An dieser Stelle können noch Werner Altdorf als Verfasser kämpferischer Lieder, Heinrich Spitta für feierliche Gesänge und Georg Blumensatt, verantwortlich für Marschstücke, aufgeführt werden.
5.7 Fahrten und Lager
Eine weitere freizeitpolitische Aktivität von HJ und BDM waren die Fahrten und Sommerlager für die Jungen und Mädchen. Sie existierten als ein zentrales Element der NS-Erziehung, denn „nirgendwo sonst ließen sich die Lebensbedingungen so konsequent arrangieren und kontrollieren, wie es dem Ideal der HJ-Erziehung entsprach.“213 Fernab von Elternhaus und Schule war es den Nationalsozialisten möglich, für ein bis zwei Wochen den gesamten Tagesablauf der Jungen und Mädchen zu gestalten, um durch Spiele und Übungen zu festigen und zu verinnerlichen, was in der weltanschaulichen Schulung der wöchentlichen Heimabende gelernt wurde. Neben der weltanschaulichen Schulung und der kulturellen Arbeit spielte die Naturerfahrung in den Lagern eine große Rolle, denn „erst der naturverbundene Mensch besitzt eine sichere, unserer Weltanschauung entsprechende Haltung, erst er kann als Soldat in der Wehrmacht alle Vorteile, die das Gelände ihm bietet, sich zu eigen machen […].“214
Das Lagerleben mit seinen Ritualen, der Musik und den Gesängen, den Feier- und Weihestunden war prädestiniert, die Jugend weltanschaulich zu schulen. Es wurde beispielsweise bewusst die Lagerfeuerromantik genutzt, um ideologisch auf die Kinder einzuwirken. Diese Inszenierungen ließen ein Gemeinschafts- und Zugehörigkeitsgefühl entstehen, welches im Nationalsozialismus von großer Bedeutung war.215
Obergebietsführer Karl Cerff hat im Vorwort des Buches 'Zucht Freude Glaube – Handbuch für die kulturelle Arbeit im Lager' geschrieben: „Immer mehr hat sich das Lager zu einer Erziehungsstätte unserer Gemeinschaft entwickelt, die wie selten sonst in unserem alltäglichen Leben uns von allen Seiten her anpackt und formt.“216
Der Tagesablauf in den Lagern war vollständig strukturiert und durchgeplant und ließ den Kindern selten Raum zu Entfaltung ihrer individuellen Ideen, Bedürfnisse und Fähigkeiten. So begann jeder Tag mit dem Frühsport, gefolgt von einem Fahnenappell und weiterer Aktivitäten wie beispielsweise Liederstunden, Spielrunden und Sportübungen. Beendet wurde der Tag mit dem Flaggeneinzug.

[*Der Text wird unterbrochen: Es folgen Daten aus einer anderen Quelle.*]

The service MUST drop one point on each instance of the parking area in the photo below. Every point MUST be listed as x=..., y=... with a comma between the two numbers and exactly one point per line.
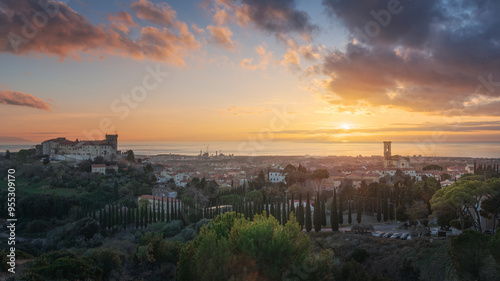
x=392, y=228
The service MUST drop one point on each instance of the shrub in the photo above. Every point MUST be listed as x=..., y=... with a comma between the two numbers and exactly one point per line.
x=359, y=255
x=233, y=247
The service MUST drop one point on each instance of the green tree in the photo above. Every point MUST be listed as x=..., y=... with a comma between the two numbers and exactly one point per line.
x=334, y=220
x=300, y=212
x=464, y=197
x=323, y=211
x=349, y=214
x=234, y=247
x=130, y=156
x=494, y=246
x=359, y=211
x=433, y=167
x=341, y=210
x=308, y=214
x=469, y=254
x=317, y=214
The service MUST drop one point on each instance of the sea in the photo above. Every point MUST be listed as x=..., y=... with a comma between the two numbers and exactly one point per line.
x=291, y=148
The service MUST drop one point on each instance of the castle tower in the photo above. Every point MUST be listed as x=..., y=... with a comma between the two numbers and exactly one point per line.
x=387, y=149
x=113, y=139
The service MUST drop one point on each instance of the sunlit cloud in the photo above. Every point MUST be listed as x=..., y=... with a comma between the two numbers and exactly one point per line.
x=236, y=110
x=69, y=34
x=221, y=35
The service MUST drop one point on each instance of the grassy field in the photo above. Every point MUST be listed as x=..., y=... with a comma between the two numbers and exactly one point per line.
x=25, y=188
x=386, y=256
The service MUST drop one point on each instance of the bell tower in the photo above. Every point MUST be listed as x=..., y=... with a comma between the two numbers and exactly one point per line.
x=113, y=139
x=387, y=150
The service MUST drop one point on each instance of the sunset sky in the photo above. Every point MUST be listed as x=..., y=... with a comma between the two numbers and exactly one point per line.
x=338, y=70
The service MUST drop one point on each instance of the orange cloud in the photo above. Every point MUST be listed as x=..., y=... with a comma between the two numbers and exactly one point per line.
x=122, y=21
x=160, y=14
x=22, y=99
x=69, y=34
x=236, y=110
x=221, y=35
x=265, y=59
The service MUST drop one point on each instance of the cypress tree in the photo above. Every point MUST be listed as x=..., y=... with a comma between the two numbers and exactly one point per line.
x=323, y=210
x=386, y=210
x=104, y=224
x=317, y=214
x=334, y=219
x=349, y=214
x=168, y=209
x=308, y=214
x=391, y=211
x=300, y=212
x=245, y=210
x=341, y=210
x=162, y=210
x=272, y=211
x=125, y=219
x=137, y=219
x=267, y=207
x=172, y=210
x=153, y=219
x=285, y=212
x=278, y=211
x=379, y=209
x=359, y=211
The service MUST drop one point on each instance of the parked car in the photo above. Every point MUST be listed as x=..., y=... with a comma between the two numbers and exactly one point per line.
x=395, y=236
x=489, y=232
x=388, y=234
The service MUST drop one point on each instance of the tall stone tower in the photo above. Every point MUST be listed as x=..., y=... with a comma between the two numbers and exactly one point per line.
x=113, y=139
x=387, y=150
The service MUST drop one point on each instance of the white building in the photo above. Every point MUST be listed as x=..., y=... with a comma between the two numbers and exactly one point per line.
x=62, y=146
x=396, y=161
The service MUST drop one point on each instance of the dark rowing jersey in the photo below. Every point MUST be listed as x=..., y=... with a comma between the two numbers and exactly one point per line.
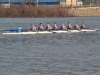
x=40, y=29
x=61, y=28
x=19, y=29
x=75, y=28
x=55, y=28
x=82, y=27
x=47, y=28
x=68, y=27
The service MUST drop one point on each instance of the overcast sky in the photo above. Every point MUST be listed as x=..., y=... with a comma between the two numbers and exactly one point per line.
x=35, y=0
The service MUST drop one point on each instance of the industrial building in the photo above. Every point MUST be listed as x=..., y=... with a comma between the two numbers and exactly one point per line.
x=67, y=3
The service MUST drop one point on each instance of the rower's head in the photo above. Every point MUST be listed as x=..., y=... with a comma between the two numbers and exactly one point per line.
x=47, y=24
x=63, y=24
x=55, y=24
x=32, y=25
x=40, y=24
x=76, y=23
x=68, y=23
x=82, y=23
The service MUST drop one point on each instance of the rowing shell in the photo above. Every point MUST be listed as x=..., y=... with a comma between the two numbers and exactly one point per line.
x=49, y=32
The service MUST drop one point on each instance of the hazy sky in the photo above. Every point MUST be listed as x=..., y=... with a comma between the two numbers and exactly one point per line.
x=35, y=0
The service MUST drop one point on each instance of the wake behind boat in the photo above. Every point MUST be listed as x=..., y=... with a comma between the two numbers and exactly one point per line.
x=50, y=32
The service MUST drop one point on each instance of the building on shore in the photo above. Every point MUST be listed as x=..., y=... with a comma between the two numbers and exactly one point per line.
x=71, y=3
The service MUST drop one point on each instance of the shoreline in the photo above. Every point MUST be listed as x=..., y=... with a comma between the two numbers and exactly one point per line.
x=24, y=11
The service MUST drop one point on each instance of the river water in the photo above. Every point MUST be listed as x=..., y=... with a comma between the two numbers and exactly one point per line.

Abb. 18: Sommerlager der HJ
Abb. 19: Sommerlager der Jugend
5.8 Körperliche Ertüchtigung/Sport
Die Wichtigkeit der körperlichen Ertüchtigung im Nationalsozialismus wurde bereits dargestellt. Hitlers Äußerung über das „Heranzüchten kerngesunder Körper“217 kann in diesem Zusammenhang gesehen werden.